More TFractionFitter March 30, 2008Posted by gordonwatts in physics, statistics.
A very technical post on the performance of TFractionFitter.
Looking at the original Barlow and Beeston paper we found that the approximation breaks down in the case of weighted events. If you want to have some fun, change the initial normalization of the templates that you pass to TFF.
As I mentioned, we used this fit method in some of our current work. For my Friday night entertainment I decided to see if I could test it out a bit.
Constructing a few test cases, and then running them 1000′s of times (ensemble tests) isn’t all that hard (well, see below). Recall TFractionFitter takes several Monte Carlo templates and tries to find components of them in a data histogram. I constructed the templates out of two Gaussians for this test. The data histogram I built was 30% of one of the two Gaussians, and 70% of the other.
In a simple test where I create the data histogram once, with 10,000 entries, and then re-create the template histograms over and over (about 150 times) and perform the fit each time, I found that the fitter got the fractions correct – it correctly identified the 30% and the 70%. Further, as is mentioned in the paper, if I looked at how much it got the fraction incorrect each time, it does indeed look like the errors are underestimated (the exact amount depends on how I arrange the two Gaussians).
To test the weighting as described by Mike, I altered each template’s normalization to be 50% of its initial value, but left the data histogram the same. I got the same result as before. I tried altering the number of entries in one or the other and still the same. So, thankfully, I can’t reproduce this (I was using 5.18 to do this testing).

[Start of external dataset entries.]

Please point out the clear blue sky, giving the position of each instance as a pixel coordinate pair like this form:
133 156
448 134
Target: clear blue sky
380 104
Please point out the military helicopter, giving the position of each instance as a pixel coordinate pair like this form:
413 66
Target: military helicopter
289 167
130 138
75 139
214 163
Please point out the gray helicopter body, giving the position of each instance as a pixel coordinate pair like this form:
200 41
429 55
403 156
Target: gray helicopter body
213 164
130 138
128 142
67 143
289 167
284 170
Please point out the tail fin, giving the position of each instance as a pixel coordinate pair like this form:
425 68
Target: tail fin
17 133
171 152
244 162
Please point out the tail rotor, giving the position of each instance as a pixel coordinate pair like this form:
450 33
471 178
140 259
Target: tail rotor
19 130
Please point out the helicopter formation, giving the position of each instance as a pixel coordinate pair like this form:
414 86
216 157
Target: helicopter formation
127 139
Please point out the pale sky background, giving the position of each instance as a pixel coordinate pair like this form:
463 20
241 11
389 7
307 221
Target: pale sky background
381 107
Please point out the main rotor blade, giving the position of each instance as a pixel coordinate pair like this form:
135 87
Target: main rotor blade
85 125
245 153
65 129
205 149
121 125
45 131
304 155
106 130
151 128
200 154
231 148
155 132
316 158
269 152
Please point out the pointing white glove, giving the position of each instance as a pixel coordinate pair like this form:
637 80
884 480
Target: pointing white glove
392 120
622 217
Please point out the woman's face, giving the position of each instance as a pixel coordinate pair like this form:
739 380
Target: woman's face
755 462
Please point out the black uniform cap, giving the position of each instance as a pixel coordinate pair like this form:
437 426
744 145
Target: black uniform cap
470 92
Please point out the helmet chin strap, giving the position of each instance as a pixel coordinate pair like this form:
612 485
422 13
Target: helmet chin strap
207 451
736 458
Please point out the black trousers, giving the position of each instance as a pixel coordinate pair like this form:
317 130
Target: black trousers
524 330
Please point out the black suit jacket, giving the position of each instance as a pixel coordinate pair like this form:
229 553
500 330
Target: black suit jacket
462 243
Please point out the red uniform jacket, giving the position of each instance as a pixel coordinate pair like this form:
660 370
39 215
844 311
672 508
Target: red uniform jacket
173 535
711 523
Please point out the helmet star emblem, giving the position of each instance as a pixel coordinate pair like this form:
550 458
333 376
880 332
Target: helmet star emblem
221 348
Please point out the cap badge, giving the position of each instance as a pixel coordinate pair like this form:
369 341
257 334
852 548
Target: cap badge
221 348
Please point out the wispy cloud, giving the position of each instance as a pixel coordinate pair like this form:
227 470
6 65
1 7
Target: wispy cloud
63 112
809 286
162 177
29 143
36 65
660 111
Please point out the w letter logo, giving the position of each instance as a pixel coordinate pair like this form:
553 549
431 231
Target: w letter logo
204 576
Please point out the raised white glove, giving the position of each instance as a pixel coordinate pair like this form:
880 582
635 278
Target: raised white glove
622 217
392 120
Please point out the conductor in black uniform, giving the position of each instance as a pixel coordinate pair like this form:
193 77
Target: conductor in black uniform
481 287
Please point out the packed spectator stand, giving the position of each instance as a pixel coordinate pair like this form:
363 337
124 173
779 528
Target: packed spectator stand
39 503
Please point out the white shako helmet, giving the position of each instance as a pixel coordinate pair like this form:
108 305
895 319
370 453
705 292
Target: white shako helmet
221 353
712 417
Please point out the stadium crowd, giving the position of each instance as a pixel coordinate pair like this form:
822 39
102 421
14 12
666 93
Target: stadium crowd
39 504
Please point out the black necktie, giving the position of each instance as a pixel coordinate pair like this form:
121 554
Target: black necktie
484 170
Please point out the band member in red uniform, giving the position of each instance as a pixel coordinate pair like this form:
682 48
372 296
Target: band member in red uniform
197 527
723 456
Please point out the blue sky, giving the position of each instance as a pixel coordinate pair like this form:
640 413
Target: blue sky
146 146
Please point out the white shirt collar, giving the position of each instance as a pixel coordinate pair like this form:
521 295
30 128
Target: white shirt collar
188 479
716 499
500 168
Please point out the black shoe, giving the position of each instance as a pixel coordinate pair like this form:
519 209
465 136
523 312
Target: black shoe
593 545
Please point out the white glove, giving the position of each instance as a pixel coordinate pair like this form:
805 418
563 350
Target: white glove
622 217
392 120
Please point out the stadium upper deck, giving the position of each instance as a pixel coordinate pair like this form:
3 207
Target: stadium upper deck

One thing I discovered — my initial choice of Gaussians had the second Gaussian about 20% off the end of the histogram I was using. The result? TFractionFitter got the answer wrong consistently by about 5%. 5% isn’t that big a deal if you get your errors right — but it didn’t. It was almost always more than one sigma low or high (depending on which fraction you looked at) – a clear bias. The distributions we are using in our work look more like falling exponential – so I’ll have to test that out and see if that shows the same thing. This is another buyer-be-ware comment similar to Mike’s.
I used this weekend project as an excuse to put my money where my mouth is… sort of (meaning I spent time, not money!). I’ve long talked about, on this blog and other places, that if we are to really take advantage of multi-core processors we are going to have to change the way we write code. So for this little project I thought was a perfect excuse to use a new programming language — a functional programming language. I used F#, which is based on ML (OCaml is the current standard implementation of ML). If anyone is interested, I can write some (also technical like this post) posts on what it was like. I used F# instead of OCaml, in part because it has access to all the ROOT libraries due to some other work I’ve done.